Al.P. 12 septembre 2010
Une circulaire du ministère de l’Intérieur semble montrer que les Roms ont été collectivement visés par le gouvernement, bafouant la législation européenne qui proscrit les déplacements groupés de population.
Sur quels fondements les Roms sont-ils expulsés? Pour des raisons individuelles, ce qui peut-être légal, ou en tant que Roms, ce qui peut-être considéré comme une discrimination raciale? Alors que 9.000 personnes ont été expulsées depuis le début de l’année, dont un millier en août, la question se pose. L’ONU, notamment, s’est inquiétée « de la montée des manifestations et des violences à caractère raciste envers les Roms ». Le Vatican, la Roumanie, l’UE s’en sont aussi émus. Jeudi, le parlement européen a d’ailleurs voté une résolution demandant à Paris de suspendre ces expulsions en groupe. Il s’appuyait sur l’article 4 de la Convention européenne des droits de l’homme et l’article 19 de la Charte des droits fondamentaux, qui interdisent les déplacements collectifs de populations.
De son côté, et jusqu’ici, le gouvernement a fermement nié que les Roms soient spécifiquement visés. « Le droit européen a été respecté. Il n’y a pas eu d’expulsion collective », a ainsi déclaré Eric Besson la semaine dernière à Bucarest. Il affirme que les expulsions sont prononcées après l’examen de la situation de chaque intéressé, ce qui peut être autorisé sous certaines conditions. Un arrêté de reconduite à la frontière peut notamment être prononcé en cas de menace à l’ordre public ou au bout de trois mois de présence sur le territoire sans ressource. Les autorités peuvent aussi recourir à la procédure de « retour volontaire », acceptée par 80% des expulsés contre quelque 300 euros.
Des préfets appelés au « démantèlement systématique »
Or, la révélation de plusieurs circulaires du ministère de l’Intérieur semble contredire les intentions du ministre. La plus explicite, date du 5 août. Signée par Michel Bart, le directeur de cabinet du ministre de l’Intérieur, elle avance des objectifs chiffrés: « 300 campements ou implantations illicites devront avoir été évacués d’ici trois mois, en priorité ceux des Roms.Il revient donc, dans chaque département, aux préfets d’engager (…) une démarche systématique de démantèlement des camps illicites, en priorité ceux de Roms ».
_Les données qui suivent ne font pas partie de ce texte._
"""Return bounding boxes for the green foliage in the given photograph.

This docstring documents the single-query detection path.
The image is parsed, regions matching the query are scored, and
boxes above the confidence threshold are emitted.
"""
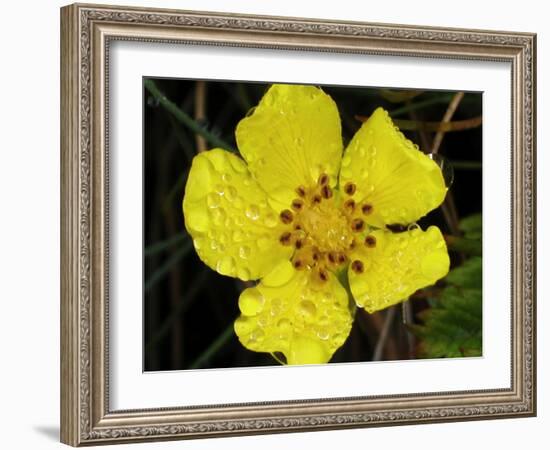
[412,214,482,358]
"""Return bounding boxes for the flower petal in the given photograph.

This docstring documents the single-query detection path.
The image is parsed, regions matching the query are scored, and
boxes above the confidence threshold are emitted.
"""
[183,149,292,281]
[348,226,449,313]
[340,108,447,227]
[235,261,352,364]
[236,84,343,205]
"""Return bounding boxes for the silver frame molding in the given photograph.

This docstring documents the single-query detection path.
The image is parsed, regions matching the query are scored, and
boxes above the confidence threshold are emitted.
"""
[61,4,536,446]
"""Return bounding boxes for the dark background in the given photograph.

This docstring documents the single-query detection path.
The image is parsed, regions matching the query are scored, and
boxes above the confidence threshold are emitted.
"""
[143,79,482,371]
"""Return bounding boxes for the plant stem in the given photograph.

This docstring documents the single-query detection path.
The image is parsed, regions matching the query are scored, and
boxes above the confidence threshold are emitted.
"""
[189,322,234,369]
[143,79,235,151]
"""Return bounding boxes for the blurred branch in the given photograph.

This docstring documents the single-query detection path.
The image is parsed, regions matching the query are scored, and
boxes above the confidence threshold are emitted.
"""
[145,269,209,353]
[143,233,189,256]
[355,116,481,133]
[144,239,193,292]
[432,92,468,154]
[195,80,207,153]
[189,322,234,369]
[143,79,235,151]
[372,306,395,361]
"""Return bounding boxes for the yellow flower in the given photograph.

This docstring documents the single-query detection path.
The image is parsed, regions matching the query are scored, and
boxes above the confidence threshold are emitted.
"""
[183,85,449,364]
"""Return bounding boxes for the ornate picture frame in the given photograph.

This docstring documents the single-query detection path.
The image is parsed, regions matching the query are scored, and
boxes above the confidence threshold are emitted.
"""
[61,4,536,446]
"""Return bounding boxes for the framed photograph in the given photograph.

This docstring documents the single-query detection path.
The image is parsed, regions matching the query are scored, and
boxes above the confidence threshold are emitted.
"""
[61,4,536,446]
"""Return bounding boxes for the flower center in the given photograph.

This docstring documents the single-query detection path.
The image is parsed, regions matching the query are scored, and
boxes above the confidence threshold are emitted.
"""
[279,174,376,282]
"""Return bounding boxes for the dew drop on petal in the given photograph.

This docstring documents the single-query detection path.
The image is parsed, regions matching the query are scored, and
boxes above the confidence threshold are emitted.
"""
[216,256,235,276]
[239,245,250,259]
[206,192,221,208]
[300,300,317,317]
[245,205,260,220]
[239,288,265,316]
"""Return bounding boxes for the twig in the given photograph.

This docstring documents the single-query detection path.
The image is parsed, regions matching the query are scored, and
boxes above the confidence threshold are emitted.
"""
[372,306,395,361]
[143,79,235,151]
[432,92,464,154]
[195,80,207,153]
[189,322,235,369]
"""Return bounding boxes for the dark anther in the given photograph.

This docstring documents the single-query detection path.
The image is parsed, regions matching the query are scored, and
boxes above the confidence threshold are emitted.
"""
[296,186,306,197]
[318,173,328,186]
[279,209,294,224]
[351,259,365,273]
[321,185,332,198]
[344,181,357,195]
[279,231,292,245]
[344,198,355,212]
[361,203,372,216]
[365,235,376,248]
[351,219,365,232]
[290,198,304,211]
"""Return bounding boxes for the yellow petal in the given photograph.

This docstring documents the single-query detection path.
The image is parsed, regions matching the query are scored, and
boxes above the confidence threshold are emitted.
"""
[183,149,292,281]
[348,226,449,313]
[340,108,447,227]
[236,84,343,205]
[235,261,352,364]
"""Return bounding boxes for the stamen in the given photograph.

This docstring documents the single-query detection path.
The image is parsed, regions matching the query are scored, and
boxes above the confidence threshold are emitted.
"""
[361,203,373,216]
[344,198,355,213]
[296,186,306,197]
[279,209,294,225]
[321,185,332,198]
[365,234,376,248]
[344,181,357,195]
[290,198,304,211]
[279,231,292,245]
[319,269,328,282]
[351,219,365,233]
[351,259,365,273]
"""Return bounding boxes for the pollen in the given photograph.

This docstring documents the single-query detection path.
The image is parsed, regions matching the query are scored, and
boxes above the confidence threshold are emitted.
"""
[365,235,376,248]
[351,259,365,273]
[279,209,294,225]
[279,178,376,276]
[344,181,357,195]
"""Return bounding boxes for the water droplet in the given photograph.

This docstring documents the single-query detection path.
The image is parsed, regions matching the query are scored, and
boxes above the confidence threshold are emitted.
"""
[258,237,273,250]
[216,256,235,276]
[206,192,221,208]
[239,288,265,316]
[239,245,250,259]
[193,237,205,250]
[245,205,260,220]
[277,318,292,331]
[264,213,279,228]
[317,327,330,341]
[237,267,251,281]
[342,153,351,167]
[233,230,244,242]
[300,300,317,317]
[224,186,237,202]
[269,298,283,316]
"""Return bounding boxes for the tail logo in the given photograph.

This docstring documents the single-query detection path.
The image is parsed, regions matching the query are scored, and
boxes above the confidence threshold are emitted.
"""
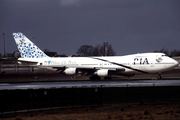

Plusieurs associations vont donc demander la suspension de ces textes, a confié à Reuters Stéphane Maugendre, président du Gisti, association d’aide aux immigrés. Une plainte pénale pour « provocation à la haine raciale » est aussi à l’étude. Le parti socialiste n’a pas non plus manqué de rebondir. « Je demande à la Commission européenne et à son président José Manuel Barroso d’engager une procédure d’infraction à l’encontre du Gouvernement français pour que cesse le traitement indigne et la stigmatisation inacceptable des citoyens européens que sont les Roms », annonce dans un communiqué Harlem Désir, député européen et secrétaire national du parti.
Gardienne des valeurs inscrites dans la Charte des droits fondamentaux, la Commission européenne a demandé des « informations » à Paris pour évaluer si les expulsés avaient bénéficié de tous les droits qui leurs sont garantis. Elle devrait rendre prochainement ses conclusions.